CVE-2025-14860: Vulnerability in Mozilla Firefox
Use-after-free in the Disability Access APIs component. This vulnerability was fixed in Firefox 146.0.1.
AI Analysis
Technical Summary
This vulnerability (CVE-2025-14860) involves a use-after-free condition in the Disability Access APIs component of Mozilla Firefox. Use-after-free bugs occur when a program continues to use a pointer after the memory it points to has been freed, potentially leading to memory corruption and arbitrary code execution. Mozilla addressed this issue in Firefox 146.0.1 as part of a set of memory safety fixes. The vulnerability has a CVSS v3.1 base score of 9.8, reflecting its critical impact with network attack vector, no required privileges or user interaction, and high confidentiality, integrity, and availability impacts.
Potential Impact
Successful exploitation of this vulnerability could allow an attacker to execute arbitrary code on the affected system with no privileges or user interaction required. This could lead to full compromise of the Firefox process and potentially the underlying system. However, no known exploits have been reported in the wild as of the advisory date.
Mitigation Recommendations
Mozilla has released Firefox 146.0.1 which includes a fix for this vulnerability. Users and administrators should update to Firefox 146.0.1 or later to remediate this issue. Since this is a client-side application vulnerability, applying the official update is the recommended and effective mitigation.
CVE-2025-14860: Vulnerability in Mozilla Firefox
Description
Use-after-free in the Disability Access APIs component. This vulnerability was fixed in Firefox 146.0.1.
AI-Powered Analysis
Machine-generated threat intelligence
Technical Analysis
This vulnerability (CVE-2025-14860) involves a use-after-free condition in the Disability Access APIs component of Mozilla Firefox. Use-after-free bugs occur when a program continues to use a pointer after the memory it points to has been freed, potentially leading to memory corruption and arbitrary code execution. Mozilla addressed this issue in Firefox 146.0.1 as part of a set of memory safety fixes. The vulnerability has a CVSS v3.1 base score of 9.8, reflecting its critical impact with network attack vector, no required privileges or user interaction, and high confidentiality, integrity, and availability impacts.
Potential Impact
Successful exploitation of this vulnerability could allow an attacker to execute arbitrary code on the affected system with no privileges or user interaction required. This could lead to full compromise of the Firefox process and potentially the underlying system. However, no known exploits have been reported in the wild as of the advisory date.
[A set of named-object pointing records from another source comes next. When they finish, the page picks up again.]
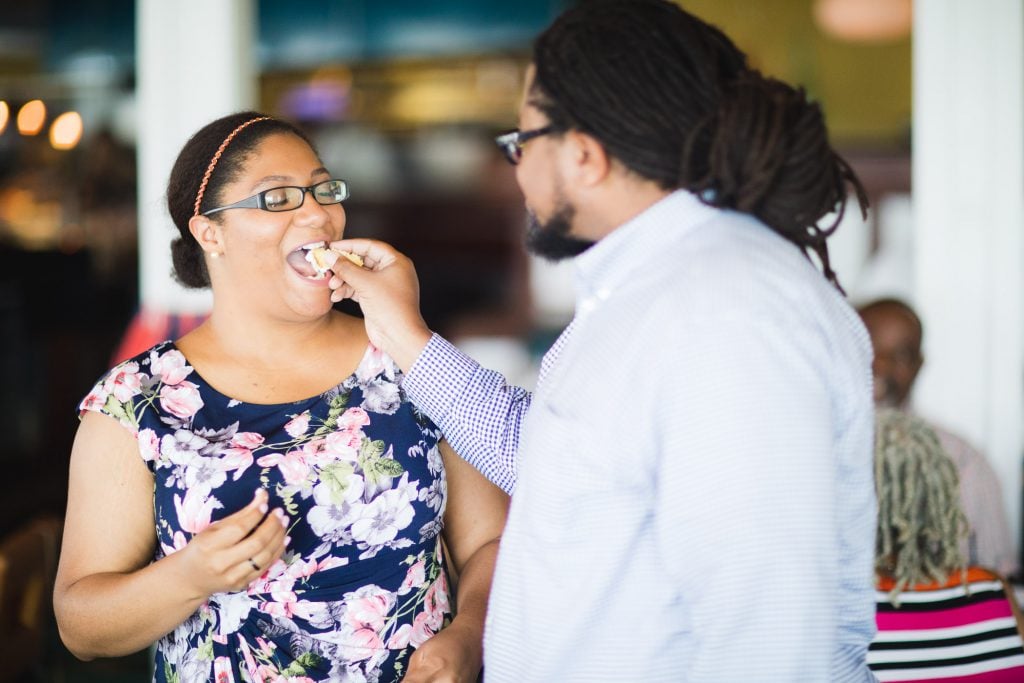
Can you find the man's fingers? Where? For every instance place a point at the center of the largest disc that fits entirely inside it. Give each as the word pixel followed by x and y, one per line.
pixel 375 254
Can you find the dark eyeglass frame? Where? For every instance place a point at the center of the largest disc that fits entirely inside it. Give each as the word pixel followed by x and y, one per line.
pixel 511 142
pixel 258 201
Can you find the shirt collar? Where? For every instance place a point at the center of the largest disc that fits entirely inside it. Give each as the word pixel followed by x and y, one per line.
pixel 600 269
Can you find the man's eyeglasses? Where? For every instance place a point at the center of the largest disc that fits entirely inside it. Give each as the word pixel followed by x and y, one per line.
pixel 511 142
pixel 291 198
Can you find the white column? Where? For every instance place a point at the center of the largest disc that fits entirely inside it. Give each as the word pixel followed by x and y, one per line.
pixel 195 61
pixel 969 219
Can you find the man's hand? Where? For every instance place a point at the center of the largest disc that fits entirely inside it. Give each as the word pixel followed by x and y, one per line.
pixel 454 655
pixel 388 292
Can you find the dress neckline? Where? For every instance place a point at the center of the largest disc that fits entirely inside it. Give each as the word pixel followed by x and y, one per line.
pixel 231 400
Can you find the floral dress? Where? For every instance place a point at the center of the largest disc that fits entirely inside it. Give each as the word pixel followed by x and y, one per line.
pixel 358 473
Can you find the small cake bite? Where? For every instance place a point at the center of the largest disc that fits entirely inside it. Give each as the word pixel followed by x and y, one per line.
pixel 317 257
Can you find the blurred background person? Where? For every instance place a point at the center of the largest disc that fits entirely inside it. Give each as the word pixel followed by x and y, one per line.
pixel 897 334
pixel 939 616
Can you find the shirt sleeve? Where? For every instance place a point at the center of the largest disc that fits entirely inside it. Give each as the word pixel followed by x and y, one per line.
pixel 765 519
pixel 476 410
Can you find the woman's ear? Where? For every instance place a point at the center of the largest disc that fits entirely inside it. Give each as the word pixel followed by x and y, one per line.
pixel 207 233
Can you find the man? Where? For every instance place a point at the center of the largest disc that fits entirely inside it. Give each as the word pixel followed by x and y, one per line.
pixel 896 336
pixel 692 491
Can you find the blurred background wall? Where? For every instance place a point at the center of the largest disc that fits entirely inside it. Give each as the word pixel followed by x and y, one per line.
pixel 403 98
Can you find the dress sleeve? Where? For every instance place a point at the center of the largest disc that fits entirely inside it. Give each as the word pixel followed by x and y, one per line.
pixel 476 409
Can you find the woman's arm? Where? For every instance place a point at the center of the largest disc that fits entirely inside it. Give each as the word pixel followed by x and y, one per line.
pixel 473 522
pixel 110 598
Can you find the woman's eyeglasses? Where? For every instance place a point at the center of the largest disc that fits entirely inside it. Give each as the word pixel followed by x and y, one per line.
pixel 511 142
pixel 291 198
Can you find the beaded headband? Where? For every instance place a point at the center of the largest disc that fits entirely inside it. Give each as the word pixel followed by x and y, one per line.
pixel 216 158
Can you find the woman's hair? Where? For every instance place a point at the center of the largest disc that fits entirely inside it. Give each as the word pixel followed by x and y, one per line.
pixel 674 100
pixel 197 176
pixel 921 520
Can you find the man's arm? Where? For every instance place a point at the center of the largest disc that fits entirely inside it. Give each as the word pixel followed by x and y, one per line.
pixel 477 411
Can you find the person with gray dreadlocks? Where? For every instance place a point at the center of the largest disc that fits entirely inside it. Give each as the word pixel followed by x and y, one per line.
pixel 691 494
pixel 937 617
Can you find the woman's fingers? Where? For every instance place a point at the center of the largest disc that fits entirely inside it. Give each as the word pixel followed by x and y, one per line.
pixel 235 551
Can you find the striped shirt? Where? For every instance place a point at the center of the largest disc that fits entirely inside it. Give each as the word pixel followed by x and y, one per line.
pixel 956 633
pixel 692 494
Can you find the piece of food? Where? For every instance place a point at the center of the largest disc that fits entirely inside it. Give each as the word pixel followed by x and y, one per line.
pixel 318 259
pixel 354 258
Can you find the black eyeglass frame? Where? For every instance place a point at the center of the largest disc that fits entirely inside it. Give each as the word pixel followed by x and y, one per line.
pixel 258 201
pixel 511 142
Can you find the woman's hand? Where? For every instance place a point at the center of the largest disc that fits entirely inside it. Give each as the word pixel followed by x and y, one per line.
pixel 453 655
pixel 235 551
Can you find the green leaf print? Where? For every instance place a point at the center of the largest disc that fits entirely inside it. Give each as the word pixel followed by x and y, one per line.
pixel 335 476
pixel 294 669
pixel 116 409
pixel 370 450
pixel 308 659
pixel 384 467
pixel 206 650
pixel 338 406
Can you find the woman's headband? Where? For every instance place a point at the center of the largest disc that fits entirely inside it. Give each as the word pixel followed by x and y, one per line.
pixel 216 158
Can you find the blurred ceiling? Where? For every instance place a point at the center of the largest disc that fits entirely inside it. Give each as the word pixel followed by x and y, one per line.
pixel 47 46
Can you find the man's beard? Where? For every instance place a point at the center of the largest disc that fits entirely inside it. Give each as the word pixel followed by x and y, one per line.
pixel 551 240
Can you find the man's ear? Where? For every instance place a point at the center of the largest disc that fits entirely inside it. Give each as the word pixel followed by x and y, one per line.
pixel 588 158
pixel 207 233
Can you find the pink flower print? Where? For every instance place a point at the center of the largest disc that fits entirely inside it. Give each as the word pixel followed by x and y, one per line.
pixel 283 604
pixel 237 460
pixel 436 602
pixel 380 520
pixel 363 644
pixel 247 439
pixel 332 562
pixel 293 465
pixel 171 367
pixel 148 444
pixel 343 444
pixel 96 399
pixel 352 419
pixel 421 632
pixel 414 578
pixel 373 364
pixel 298 425
pixel 368 607
pixel 124 382
pixel 222 671
pixel 179 543
pixel 399 638
pixel 195 510
pixel 180 399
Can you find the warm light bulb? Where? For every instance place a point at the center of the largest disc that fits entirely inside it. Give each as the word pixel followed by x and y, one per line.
pixel 66 131
pixel 31 117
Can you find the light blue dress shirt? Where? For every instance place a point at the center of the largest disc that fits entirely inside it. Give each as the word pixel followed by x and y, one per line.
pixel 693 496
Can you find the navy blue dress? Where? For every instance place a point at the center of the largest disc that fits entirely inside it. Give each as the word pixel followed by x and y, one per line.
pixel 359 475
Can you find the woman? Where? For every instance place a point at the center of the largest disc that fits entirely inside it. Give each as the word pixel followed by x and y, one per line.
pixel 937 619
pixel 298 498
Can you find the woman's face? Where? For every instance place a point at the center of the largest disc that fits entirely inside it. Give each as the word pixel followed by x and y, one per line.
pixel 261 263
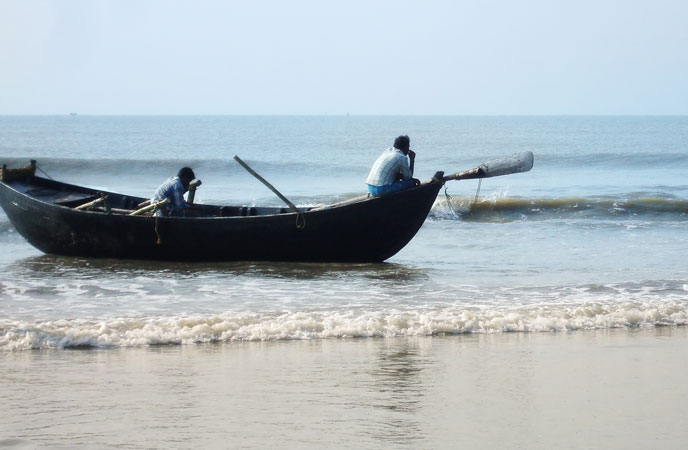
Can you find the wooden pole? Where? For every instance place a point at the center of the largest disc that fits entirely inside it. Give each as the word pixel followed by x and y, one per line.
pixel 268 185
pixel 151 207
pixel 93 203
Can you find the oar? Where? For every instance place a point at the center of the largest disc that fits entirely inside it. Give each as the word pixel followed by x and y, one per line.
pixel 268 185
pixel 520 162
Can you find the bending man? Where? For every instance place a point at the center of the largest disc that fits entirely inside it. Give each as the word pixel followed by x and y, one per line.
pixel 173 190
pixel 392 171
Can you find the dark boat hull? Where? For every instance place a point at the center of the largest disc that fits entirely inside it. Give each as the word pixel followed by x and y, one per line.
pixel 369 230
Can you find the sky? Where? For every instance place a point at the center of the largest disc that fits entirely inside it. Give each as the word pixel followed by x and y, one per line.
pixel 488 57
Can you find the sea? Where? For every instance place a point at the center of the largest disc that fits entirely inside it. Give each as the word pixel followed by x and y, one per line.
pixel 545 309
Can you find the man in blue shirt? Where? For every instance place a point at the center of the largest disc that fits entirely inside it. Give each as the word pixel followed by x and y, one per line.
pixel 392 172
pixel 173 190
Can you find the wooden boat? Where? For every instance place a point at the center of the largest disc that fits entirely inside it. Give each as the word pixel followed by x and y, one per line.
pixel 52 217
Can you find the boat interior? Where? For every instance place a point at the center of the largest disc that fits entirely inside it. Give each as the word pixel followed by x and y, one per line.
pixel 87 199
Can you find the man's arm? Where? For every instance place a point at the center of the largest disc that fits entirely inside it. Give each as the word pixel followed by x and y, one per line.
pixel 177 197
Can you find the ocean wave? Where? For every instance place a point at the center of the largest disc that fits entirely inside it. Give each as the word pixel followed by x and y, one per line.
pixel 512 208
pixel 127 332
pixel 607 159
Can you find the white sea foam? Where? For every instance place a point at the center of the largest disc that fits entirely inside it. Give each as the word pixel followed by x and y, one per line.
pixel 124 332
Mitigation Recommendations
Mozilla has released Firefox 146.0.1 which includes a fix for this vulnerability. Users and administrators should update to Firefox 146.0.1 or later to remediate this issue. Since this is a client-side application vulnerability, applying the official update is the recommended and effective mitigation.
Technical Details
- Data Version
- 5.2
- Assigner Short Name
- mozilla
- Date Reserved
- 2025-12-18T00:22:09.553Z
- Cvss Version
- null
- State
- PUBLISHED
Threat ID: 69440f154eb3efac368cd702
Added to database: 12/18/2025, 2:26:29 PM
Last enriched: 4/14/2026, 11:40:49 AM
Last updated: 5/8/2026, 11:12:24 AM
Views: 143
Community Reviews
0 reviewsCrowdsource mitigation strategies, share intel context, and vote on the most helpful responses. Sign in to add your voice and help keep defenders ahead.
Want to contribute mitigation steps or threat intel context? Sign in or create an account to join the community discussion.
Actions
Updates to AI analysis require Pro Console access. Upgrade inside Console → Billing.
Need more coverage?
Upgrade to Pro Console for AI refresh and higher limits.
For incident response and remediation, OffSeq services can help resolve threats faster.
Latest Threats
Check if your credentials are on the dark web
Instant breach scanning across billions of leaked records. Free tier available.